11.4.13

Poemeia sem Par


a estante vazia
dos livros sem assunto
dos bibelôs sem charme de mãos dadas

as paredes vazias
dos quadros sem viagens
das molduras sem fotos de namoro e um quase

as gavetas vazias
da bagunça costumeira
dos objetos perdidos à vista

a cama vazia
dos lençóis abandonados
dos corpos nus aconchados e acolchoados

o prato vazio
e uma colher que tirita à espera
de sua boca e um ranger de dentes

porém

há uma geladeira cheia
de frutos encerados de tempo
e uma translúcida garrafa de água babujada pelo meio

em sua porta entreaberta
um poema grita num pote
[hermeticamente fechado]
conservas de amor:

estalac-ti-tes
estalag-mi-tes

e um ai.



7.4.13

Para fazer um talismã

 de Olga Orozco
tradução livre :: patrícia mc quade

É necessário só teu coração
feito da viva imagem de teu demônio ou de teu deus.
Um coração apenas, como um crisol de brasas para a idolatria.
Nada mais que um indefeso coração apaixonado.
Deixa-o à intempérie,
onde a erva uiva seus lamentos de babá louca
e não possa dormir,
onde o vento e a chuva deixem cair seu açoite num golpe de azul arrepio
sem convertê-lo em mármore e sem parti-lo em dois,
onde a escuridão abra seus covis a todas as matilhas
e não alcance esquecer.
Atira-o depois desde o cimo do seu amor à efervescência da bruma.
Coloca-o rápido para secar no surdo regaço da pedra,
e escava, escava nele com uma agulha fria até arrancar o último grão de esperança.
Deixa que o sufoquem as febres e a urtiga,
que o sacuda o trotar ritualístico do gatuno,
que o envolva a injúria feita com os farrapos de suas antigas glórias.
E quando um dia um ano o aprisione com a garra de um século,
antes que seja tarde,
antes que se converta em múmia deslumbrante,
abre de par em par e uma por uma todas as feridas:
que as exiba ao sol da piedade, assim como faz o mendigo,
que pranteie seu delírio no deserto,
até que só o eco de um nome cresça nele com a fúria da fome:
um incessante golpe de colher contra o prato vazio.
Se sobreviver ainda, se chegar até aqui como imagem e semelhança de teu demônio ou de teu deus;
tem aí um talismã mais inflexível que a lei,
mais forte que as armas e o mal do inimigo.
Guarda-o na vigília de teu peito como faz uma sentinela.
Mas vela com ele.
Pode crescer em ti como a mordida da lepra; pode ser teu algoz.

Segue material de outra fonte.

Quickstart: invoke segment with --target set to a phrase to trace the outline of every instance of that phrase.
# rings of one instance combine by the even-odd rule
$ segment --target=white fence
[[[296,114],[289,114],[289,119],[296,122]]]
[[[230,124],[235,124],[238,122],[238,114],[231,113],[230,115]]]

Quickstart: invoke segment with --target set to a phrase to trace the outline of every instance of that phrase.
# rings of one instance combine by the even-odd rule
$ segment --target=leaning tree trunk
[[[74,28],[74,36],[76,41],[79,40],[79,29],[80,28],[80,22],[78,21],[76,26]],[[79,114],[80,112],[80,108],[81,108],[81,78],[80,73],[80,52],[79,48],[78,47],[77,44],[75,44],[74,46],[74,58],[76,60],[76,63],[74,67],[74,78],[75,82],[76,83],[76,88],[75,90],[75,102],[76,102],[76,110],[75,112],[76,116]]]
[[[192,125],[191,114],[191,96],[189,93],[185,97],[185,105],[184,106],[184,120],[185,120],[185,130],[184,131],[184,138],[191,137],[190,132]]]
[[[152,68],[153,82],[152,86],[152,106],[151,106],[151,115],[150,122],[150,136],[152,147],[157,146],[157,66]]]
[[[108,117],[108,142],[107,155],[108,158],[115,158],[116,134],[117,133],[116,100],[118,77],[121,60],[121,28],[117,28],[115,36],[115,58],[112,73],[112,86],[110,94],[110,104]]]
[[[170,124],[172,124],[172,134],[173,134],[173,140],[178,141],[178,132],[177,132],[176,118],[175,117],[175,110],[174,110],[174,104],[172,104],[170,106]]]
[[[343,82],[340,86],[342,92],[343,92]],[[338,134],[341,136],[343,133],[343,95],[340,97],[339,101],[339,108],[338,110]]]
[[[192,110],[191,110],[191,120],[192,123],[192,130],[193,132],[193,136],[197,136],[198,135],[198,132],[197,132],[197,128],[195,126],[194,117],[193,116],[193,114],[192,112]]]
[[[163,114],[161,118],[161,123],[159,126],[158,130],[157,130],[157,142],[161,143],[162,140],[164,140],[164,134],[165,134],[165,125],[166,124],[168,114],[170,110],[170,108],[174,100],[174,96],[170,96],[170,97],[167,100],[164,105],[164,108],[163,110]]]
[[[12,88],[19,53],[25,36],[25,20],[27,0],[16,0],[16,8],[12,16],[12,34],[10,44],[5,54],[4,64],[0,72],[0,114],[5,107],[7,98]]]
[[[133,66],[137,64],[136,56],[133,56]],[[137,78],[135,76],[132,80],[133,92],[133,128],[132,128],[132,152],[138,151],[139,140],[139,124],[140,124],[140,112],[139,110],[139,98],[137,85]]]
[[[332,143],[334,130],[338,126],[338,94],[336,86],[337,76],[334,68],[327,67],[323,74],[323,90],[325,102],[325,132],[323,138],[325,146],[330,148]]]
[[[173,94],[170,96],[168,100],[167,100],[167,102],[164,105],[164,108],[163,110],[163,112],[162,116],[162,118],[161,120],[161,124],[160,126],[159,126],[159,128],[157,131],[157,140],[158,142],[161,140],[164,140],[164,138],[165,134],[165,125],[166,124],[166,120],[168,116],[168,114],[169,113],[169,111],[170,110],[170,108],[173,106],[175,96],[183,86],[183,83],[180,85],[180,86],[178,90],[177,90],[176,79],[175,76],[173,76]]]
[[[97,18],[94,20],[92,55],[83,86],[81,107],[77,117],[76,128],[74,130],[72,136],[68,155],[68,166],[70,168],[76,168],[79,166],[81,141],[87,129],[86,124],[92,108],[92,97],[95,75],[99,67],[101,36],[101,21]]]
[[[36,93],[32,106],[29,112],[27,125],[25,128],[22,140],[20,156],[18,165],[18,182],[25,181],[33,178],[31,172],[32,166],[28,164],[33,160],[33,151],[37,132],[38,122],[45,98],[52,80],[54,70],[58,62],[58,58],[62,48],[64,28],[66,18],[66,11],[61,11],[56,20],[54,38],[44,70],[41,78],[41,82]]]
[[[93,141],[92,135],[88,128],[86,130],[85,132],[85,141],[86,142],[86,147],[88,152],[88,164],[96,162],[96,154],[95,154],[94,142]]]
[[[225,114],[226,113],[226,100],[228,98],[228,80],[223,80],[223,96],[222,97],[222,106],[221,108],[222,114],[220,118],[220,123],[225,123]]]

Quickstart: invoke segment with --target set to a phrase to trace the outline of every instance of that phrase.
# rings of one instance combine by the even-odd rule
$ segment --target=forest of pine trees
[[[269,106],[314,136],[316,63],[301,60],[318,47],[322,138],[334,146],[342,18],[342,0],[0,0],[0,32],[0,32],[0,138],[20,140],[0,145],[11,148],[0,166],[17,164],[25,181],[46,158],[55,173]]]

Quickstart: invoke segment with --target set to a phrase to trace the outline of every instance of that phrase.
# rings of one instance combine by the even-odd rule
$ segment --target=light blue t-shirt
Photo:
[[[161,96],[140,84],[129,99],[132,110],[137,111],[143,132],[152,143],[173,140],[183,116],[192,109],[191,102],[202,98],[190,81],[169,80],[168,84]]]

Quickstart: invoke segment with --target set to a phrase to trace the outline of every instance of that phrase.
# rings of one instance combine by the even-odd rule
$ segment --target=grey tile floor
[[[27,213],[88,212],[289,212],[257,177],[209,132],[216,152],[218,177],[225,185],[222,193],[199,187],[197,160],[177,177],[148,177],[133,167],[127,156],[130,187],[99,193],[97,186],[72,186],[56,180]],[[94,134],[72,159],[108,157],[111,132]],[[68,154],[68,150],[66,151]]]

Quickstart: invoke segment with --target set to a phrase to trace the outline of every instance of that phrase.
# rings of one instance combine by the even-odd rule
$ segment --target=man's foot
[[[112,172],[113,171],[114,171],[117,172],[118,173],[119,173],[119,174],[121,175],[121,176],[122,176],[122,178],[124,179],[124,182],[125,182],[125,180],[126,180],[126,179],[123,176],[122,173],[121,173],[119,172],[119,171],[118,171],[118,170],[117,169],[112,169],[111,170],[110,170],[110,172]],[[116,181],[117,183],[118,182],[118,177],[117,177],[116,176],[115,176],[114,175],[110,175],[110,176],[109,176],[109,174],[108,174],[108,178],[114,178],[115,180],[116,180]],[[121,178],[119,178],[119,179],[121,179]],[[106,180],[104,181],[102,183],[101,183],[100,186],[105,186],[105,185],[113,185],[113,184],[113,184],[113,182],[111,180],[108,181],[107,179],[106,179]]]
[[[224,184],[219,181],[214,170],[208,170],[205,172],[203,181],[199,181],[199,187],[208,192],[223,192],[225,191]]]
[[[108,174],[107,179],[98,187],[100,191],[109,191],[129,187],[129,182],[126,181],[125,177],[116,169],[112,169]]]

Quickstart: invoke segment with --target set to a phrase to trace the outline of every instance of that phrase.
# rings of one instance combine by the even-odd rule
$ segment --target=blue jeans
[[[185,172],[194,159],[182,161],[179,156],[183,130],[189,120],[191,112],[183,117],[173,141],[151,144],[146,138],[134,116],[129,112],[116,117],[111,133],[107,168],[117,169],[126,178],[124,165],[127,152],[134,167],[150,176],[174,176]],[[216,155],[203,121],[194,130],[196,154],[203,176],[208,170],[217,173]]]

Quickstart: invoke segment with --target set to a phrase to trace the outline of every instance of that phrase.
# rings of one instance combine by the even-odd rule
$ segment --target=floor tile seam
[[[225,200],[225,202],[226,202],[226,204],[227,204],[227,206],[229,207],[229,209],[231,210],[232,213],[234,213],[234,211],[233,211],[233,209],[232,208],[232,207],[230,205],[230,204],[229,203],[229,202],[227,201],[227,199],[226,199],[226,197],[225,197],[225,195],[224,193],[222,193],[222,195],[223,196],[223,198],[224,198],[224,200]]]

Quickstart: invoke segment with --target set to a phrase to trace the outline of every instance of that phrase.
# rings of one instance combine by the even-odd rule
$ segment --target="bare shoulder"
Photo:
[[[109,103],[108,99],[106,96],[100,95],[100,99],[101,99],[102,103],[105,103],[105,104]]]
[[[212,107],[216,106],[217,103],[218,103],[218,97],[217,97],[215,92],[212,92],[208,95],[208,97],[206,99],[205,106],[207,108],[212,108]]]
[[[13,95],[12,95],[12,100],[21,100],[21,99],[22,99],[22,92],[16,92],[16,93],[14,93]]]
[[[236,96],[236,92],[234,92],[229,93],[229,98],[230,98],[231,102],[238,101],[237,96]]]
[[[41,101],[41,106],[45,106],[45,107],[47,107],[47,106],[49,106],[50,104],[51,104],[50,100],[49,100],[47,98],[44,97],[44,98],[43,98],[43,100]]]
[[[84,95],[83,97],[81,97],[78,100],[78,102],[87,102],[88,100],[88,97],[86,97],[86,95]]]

O inocente monstro, o insaciável conviva de tua morte!

***

Para hacer un talismán

Se necesita sólo tu corazón
hecho a la viva imagen de tu demonio o de tu dios.
Un corazón apenas, como un crisol de brasas para la idolatría.
Nada más que un indefenso corazón enamorado.
Déjalo a la intemperie,
donde la hierba aúlle sus endechas de nodriza loca
y no pueda dormir,
donde el viento y la lluvia dejen caer su látigo en un golpe de azul escalofrío
sin convertirlo en mármol y sin partirlo en dos,
donde la oscuridad abra sus madrigueras a todas las jaurías
y no logre olvidar.
Arrójalo después desde lo alto de su amor al hervidero de la bruma.
Ponlo luego a secar en el sordo regazo de la piedra,
y escarba, escarba en él con una aguja fría hasta arrancar el último grano de esperanza.
Deja que lo sofoquen las fiebres y la ortiga,
que lo sacuda el trote ritual de la alimaña,
que lo envuelva la injuria hecha con los jirones de sus antiguas glorias.
Y cuando un día un año lo aprisione con la garra de un siglo,
antes que sea tarde,
antes que se convierta en momia deslumbrante,
abre de par en par y una por una todas sus heridas:
que las exhiba al sol de la piedad, lo mismo que el mendigo,
que plaña su delirio en el desierto,
hasta que sólo el eco de un nombre crezca en él con la furia del hambre:
un incesante golpe de cuchara contra el plato vacío.
Si sobrevive aún, si ha llegado hasta aquí hecho a la viva imagen de tu demonio o de tu dios;
he ahí un talismán más inflexible que la ley,
más fuerte que las armas y el mal del enemigo.
Guárdalo en la vigilia de tu pecho igual que a un centinela.
Pero vela con él.
Puede crecer en ti como la mordedura de la lepra; puede ser tu verdugo.

¡El inocente monstruo, el insaciable comensal de tu muerte!